The Legacy of the International Socialists, 50 Years Later

Like many left-wing groups in the 1970s, the International Socialists hoped to build the class struggle by making a “turn to industry.” The IS’s efforts generated an important legacy in the form of Labor Notes and Teamsters for a Democratic Union.

Student Demo

From the Free Speech Movement to the Factory Floor offers a useful perspective on how an earlier generation of leftists in the IS approached the labor movement. (Evening Standard / Hulton Archive / Getty Images)


Some young radicals are still pondering how they should relate, personally and collectively, to the labor movement. Should they try to become agents of workplace change while serving on the staff of local, regional, or national unions? Or should they organize “on the shop floor” — in nonunion shops or as unionized teachers, nurses, or social workers? And then seek elected rather than appointed union leadership roles?

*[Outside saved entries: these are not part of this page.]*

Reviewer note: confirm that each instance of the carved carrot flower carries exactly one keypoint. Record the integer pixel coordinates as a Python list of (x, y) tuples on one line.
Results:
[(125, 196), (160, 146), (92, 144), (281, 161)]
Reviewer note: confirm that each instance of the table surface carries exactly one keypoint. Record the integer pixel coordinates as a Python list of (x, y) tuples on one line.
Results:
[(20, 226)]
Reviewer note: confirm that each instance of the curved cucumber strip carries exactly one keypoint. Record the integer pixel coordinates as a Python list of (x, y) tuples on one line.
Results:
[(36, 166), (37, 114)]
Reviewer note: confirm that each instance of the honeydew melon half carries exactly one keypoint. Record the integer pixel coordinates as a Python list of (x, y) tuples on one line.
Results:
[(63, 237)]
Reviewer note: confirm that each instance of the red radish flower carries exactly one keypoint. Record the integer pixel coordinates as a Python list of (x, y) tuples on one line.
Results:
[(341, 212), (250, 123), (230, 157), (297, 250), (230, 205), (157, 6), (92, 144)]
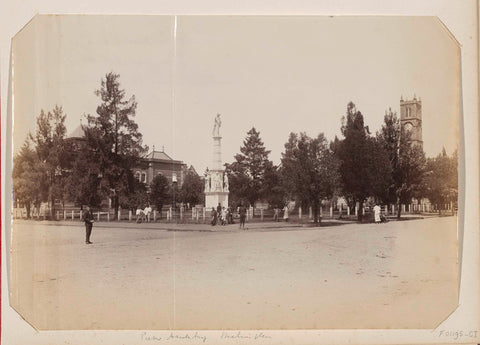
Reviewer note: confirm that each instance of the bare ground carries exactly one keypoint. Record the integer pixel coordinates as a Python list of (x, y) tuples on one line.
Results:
[(394, 275)]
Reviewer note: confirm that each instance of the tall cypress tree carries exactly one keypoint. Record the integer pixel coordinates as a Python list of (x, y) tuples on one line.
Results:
[(113, 140), (247, 173)]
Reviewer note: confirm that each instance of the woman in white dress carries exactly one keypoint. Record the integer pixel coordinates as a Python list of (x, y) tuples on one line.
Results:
[(376, 213), (285, 213)]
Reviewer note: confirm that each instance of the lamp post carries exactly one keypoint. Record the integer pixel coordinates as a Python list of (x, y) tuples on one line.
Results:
[(174, 186)]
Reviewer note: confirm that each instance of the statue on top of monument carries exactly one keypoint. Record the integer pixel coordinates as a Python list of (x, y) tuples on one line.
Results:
[(216, 126)]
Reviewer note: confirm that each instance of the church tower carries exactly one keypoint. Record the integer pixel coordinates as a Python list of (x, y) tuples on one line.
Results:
[(411, 118)]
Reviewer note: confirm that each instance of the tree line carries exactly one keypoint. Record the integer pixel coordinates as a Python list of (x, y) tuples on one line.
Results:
[(358, 166), (50, 167), (385, 168)]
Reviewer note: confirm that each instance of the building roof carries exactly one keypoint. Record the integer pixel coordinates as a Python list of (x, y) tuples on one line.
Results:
[(158, 155)]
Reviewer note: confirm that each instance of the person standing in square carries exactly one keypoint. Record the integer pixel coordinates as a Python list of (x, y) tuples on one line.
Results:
[(243, 215), (88, 219)]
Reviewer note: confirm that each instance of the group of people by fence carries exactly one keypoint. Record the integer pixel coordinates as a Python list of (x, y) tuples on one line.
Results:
[(143, 215), (222, 215)]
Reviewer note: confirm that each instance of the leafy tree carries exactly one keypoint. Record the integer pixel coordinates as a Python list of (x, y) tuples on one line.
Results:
[(160, 192), (356, 157), (29, 178), (192, 188), (381, 171), (135, 197), (441, 180), (309, 169), (83, 184), (247, 173), (113, 140), (389, 138), (49, 140)]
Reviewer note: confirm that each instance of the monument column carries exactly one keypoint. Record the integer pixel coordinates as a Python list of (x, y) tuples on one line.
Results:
[(216, 180)]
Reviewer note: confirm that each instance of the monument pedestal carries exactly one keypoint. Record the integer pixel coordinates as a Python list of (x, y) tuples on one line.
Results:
[(216, 180), (212, 199)]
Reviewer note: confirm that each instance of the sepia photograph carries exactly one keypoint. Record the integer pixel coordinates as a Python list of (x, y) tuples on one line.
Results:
[(235, 173)]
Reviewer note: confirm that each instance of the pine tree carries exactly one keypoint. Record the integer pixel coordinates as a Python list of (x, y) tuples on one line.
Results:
[(114, 142), (247, 173)]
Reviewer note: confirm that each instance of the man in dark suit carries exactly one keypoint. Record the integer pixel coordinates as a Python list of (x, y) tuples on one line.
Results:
[(88, 219)]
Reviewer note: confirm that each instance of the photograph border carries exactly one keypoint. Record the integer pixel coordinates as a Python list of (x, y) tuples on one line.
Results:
[(459, 19)]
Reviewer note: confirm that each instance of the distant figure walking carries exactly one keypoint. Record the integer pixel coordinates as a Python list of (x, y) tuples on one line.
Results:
[(285, 213), (89, 220), (214, 216), (140, 215), (276, 212), (376, 213), (224, 215), (242, 210), (147, 211)]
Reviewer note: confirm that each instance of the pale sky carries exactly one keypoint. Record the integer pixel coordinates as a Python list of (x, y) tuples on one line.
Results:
[(279, 74)]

A few years ago, delegates to a national convention of Democratic Socialists of America (DSA) narrowly passed a resolution favoring the rank-and-file route. Some DSA members have joined the Rank & File Project, which supports this approach “to fighting for a better world from the bottom up.”

Fifty years prior, ’60s leftists pondered the same options before launching their own reform efforts, both within the labor bureaucracy and as challengers to it. Some had the foresight to transition from campus and community organizing to union activism in health care, education, and social work where college degrees were helpful and job security good.